Version: | 1.1.8 |
Date: | 2025-7-4 |
Title: | The Gaussian Covariate Method for Variable Selection |
Author: | Laurie Davies [aut, cre] |
Maintainer: | Laurie Davies <pldavies44@cantab.net> |
Description: | The standard linear regression theory whether frequentist or Bayesian is based on an 'assumed (revealed?) truth' (John Tukey) attitude to models. This is reflected in the language of statistical inference which involves a concept of truth, for example confidence intervals, hypothesis testing and consistency. The motivation behind this package was to remove the word true from the theory and practice of linear regression and to replace it by approximation. The approximations considered are the least squares approximations. An approximation is called valid if it contains no irrelevant covariates. This is operationalized using the concept of a Gaussian P-value which is the probability that pure Gaussian noise is better in term of least squares than the covariate. The precise definition given in the paper "An Approximation Based Theory of Linear Regression". Only four simple equations are required. Moreover the Gaussian P-values can be simply derived from standard F P-values. Furthermore they are exact and valid whatever the data in contrast F P-values are only valid for specially designed simulations. A valid approximation is one where all the Gaussian P-values are less than a threshold p0 specified by the statistician, in this package with the default value 0.01. This approximations approach is not only much simpler it is overwhelmingly better than the standard model based approach. The will be demonstrated using high dimensional regression and vector autoregression real data sets. The goal is to find valid approximations. The search function is f1st which is a greedy forward selection procedure which results in either just one or no approximations which may however not be valid. If the size is less than than a threshold with default value 21 then an all subset procedure is called which returns the best valid subset. A good default start is f1st(y,x,kmn=15) The best function for returning multiple approximations is f3st which repeatedly calls f1st. For more information see the papers: L. Davies and L. Duembgen, "Covariate Selection Based on a Model-free Approach to Linear Regression with Exact Probabilities", <doi:10.48550/arXiv.2202.01553>, L. Davies, "An Approximation Based Theory of Linear Regression", 2024, <doi:10.48550/arXiv.2402.09858>. |
LazyData: | true |
License: | GPL-3 |
Depends: | R (≥ 3.5.0), stats |
Encoding: | UTF-8 |
RoxygenNote: | 6.1.1 |
NeedsCompilation: | yes |
Packaged: | 2025-07-09 08:35:58 UTC; laurie |
Repository: | CRAN |
Date/Publication: | 2025-07-09 13:00:02 UTC |
American Business Cycle
Description
The 22 variables are quarterly data from 1919-1941 and 1947-1983 of the variables GNP72, CPRATE, CORPYIELD, M1, M2, BASE, CSTOCK, WRICE67, PRODUR72, NONRES72, IRES72, DBUSI72, CDUR72, CNDUR72, XPT72, MPT72, GOVPUR72,NCSPDE72, NCSBS72, NCSCON72, CCSPDE72 and CCSBS72.
Usage
abcq
Format
A matrix of size 240 x 22
Source
http://data.nber.org/data/abc/
Boston data
Description
This data set is part of the MASS package. The 14 columns are:
crim per capita crime rate by town
zn proportion of residential land zoned for lots over 25.000 sq.ft.
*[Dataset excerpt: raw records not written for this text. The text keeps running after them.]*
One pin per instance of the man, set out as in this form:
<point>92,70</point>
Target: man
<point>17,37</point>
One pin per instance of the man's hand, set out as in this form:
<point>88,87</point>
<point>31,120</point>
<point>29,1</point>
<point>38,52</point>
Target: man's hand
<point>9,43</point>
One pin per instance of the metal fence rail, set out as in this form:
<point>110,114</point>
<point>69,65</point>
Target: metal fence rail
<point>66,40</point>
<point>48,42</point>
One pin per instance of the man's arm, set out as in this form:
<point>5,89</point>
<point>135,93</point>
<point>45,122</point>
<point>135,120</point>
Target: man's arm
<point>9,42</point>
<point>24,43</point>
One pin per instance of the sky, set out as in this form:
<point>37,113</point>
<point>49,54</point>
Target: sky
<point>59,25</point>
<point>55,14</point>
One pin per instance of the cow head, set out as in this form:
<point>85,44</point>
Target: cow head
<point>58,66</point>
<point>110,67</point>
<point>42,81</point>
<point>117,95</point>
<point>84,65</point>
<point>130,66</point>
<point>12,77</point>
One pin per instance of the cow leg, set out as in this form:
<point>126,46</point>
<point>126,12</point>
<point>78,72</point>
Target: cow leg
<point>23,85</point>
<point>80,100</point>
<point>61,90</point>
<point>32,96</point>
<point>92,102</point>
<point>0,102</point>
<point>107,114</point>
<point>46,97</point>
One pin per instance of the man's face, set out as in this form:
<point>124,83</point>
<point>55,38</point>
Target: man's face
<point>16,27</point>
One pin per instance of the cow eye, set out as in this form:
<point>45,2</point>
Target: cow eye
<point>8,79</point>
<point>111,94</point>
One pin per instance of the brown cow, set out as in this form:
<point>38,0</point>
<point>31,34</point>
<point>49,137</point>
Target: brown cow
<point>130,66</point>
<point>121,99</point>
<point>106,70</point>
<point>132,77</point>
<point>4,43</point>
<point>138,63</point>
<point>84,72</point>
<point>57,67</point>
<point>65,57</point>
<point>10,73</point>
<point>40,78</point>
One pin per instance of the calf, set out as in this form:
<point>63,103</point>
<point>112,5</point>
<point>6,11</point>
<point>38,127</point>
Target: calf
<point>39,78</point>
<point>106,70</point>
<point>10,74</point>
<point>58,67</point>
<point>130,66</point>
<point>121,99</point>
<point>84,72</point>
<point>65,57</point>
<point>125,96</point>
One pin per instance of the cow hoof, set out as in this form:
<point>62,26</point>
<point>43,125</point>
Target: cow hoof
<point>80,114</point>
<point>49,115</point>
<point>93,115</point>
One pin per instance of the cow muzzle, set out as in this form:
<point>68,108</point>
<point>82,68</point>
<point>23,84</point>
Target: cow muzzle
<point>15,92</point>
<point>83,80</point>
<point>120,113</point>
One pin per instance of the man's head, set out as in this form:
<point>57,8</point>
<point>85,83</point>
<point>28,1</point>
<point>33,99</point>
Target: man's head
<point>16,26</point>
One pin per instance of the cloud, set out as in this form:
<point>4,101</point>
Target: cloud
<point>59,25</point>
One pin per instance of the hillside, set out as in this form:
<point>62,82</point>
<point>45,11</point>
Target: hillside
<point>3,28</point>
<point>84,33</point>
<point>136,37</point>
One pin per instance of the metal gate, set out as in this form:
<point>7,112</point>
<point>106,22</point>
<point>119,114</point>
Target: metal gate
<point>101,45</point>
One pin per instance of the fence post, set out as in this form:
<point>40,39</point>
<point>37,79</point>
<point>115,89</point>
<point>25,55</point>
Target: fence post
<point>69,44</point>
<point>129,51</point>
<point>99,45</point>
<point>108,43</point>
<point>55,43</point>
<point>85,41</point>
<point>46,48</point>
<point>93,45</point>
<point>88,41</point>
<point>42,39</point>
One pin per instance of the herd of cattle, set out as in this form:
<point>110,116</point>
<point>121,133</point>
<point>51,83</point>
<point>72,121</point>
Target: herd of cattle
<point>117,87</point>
indus proportion of non-residential business acres per town
chas Charles River dummy variable (=1 if tract bounds rive; 0 otherwise)
nox nitrogen oxides concentration (parts per 10 million)
rm average number of rooms per dwelling
age proportion of owner-occupied units built prior to 1940
dis weighted mean of distances to five Boston employment centres
rad index of accessibility to radial highways
tax full-value property-tax rate per $10,000
ptration pupil-teacher ration by town
black 100(Bk-0.63)^2 where Bk is the proportion of blacks by town
lstat lower status of the population (percent)
medv median value of owner occupies homes in $1000s.
Usage
boston
Format
A 506 x 14 matrix.
Source
R package MASS https://cran.r-project.org/web/packages/available_packages_by_name.html
References
MASS Support Functions and Datasets for Venables and Ripley's MASS
Decodes the number of a subset selected by fasb.R to give the covariates
Description
Decodes the number of a subset selected by fasb.R to give the covariates
Usage
decode(ns, k)
Arguments
ns |
The number of the subset |
k |
The number of covariates |
Value
ind The list of covariates
set A binary vector giving the covariates
Examples
a<- decode(19,8)
Stepwise selection of interval covariates in non-paametric regression
Description
Stepwise selection of interval covariates in non-paametric regression
Usage
f1bsf(y,k,lam,pr=0.5,mm=20,p0=0.01)
Arguments
y |
Dependent variable |
k |
Length odf smallest interval |
lam |
Factor for increasing size of intervals |
pr |
Proportional incerease in size of sample to reduce edge effects |
mm |
Parameter of fgentrig for the number of trigonometric functions |
p0 |
Gaussian P-value threshold |
Value
pv ff The approximation
res The residuals
Examples
data(vardata)
a<-f1bsf(vardata[,70],4,1.1,pr=0,mm=10)
Stepwise selection of covariates
Description
Stepwise selection of covariates
Usage
f1st(y,x,p0=0.01,kmn=0,kmx=0,kex=0,mx=21,sub=T,inr=T,xinr=F,qq=-1)
Arguments
y |
Dependent variable |
x |
Covariates |
p0 |
The P-value cut-off |
kmn |
The minimum number of included covariates irrespective of cut-off P-value |
kmx |
The maximum number of included covariates irrespective of cut-off P-value. |
kex |
The excluded covariates |
mx |
The maximum number covariates for an all subset search |
sub |
Logical if TRUE best subset selected |
inr |
Logical if TRUE include intercept if not present |
xinr |
Logical if TRUE intercept already present |
qq |
The number of covariates to choose from. If qq=-1 the number of covariates of x is used. |
Value
pv In order the included covariates, the regression coefficient values, the Gaussian P-values, the standard P-values.
res The residuals
Examples
data(boston)
bostint<-fgeninter(boston[,1:13],2)[[1]]
a<-f1st(boston[,14],bostint,kmn=10,sub=TRUE)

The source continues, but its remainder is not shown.